Moody's face à un choix crucial pour la note de la France

Ce vendredi, l'agence de notation Moody's rendra une décision cruciale concernant la note souveraine de la France. Elle devra choisir entre un abaissement, jugé « logique » par certains économistes, et un maintien du statu quo, compte tenu de récentes améliorations et d'un contexte géopolitique particulièrement trouble.

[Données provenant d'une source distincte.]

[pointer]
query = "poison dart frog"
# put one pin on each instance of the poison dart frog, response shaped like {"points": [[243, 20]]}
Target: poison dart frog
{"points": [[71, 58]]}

Une situation financière sous haute tension

Actuellement, Moody's classe la France dans la catégorie Aa3, synonyme de dette de bonne qualité. Cette position contraste avec celles de ses concurrentes Fitch et S&P, qui ont rétrogradé la note française à A+ à l'automne dernier, la qualifiant ainsi de dette « de qualité moyenne supérieure ».

En octobre dernier, Moody's avait déjà assombri les perspectives en les abaissant à « négative », ouvrant la voie à une possible dégradation. L'agence justifiait alors cette décision par les risques économiques liés à « la fragmentation du paysage politique français ». Cette fragmentation entraverait, selon elle, la mise en œuvre de mesures vigoureuses pour réduire la dette publique – la plus importante en volume de la zone euro et la troisième derrière celles de la Grèce et de l'Italie – ainsi que le déficit public, le plus élevé de la zone euro.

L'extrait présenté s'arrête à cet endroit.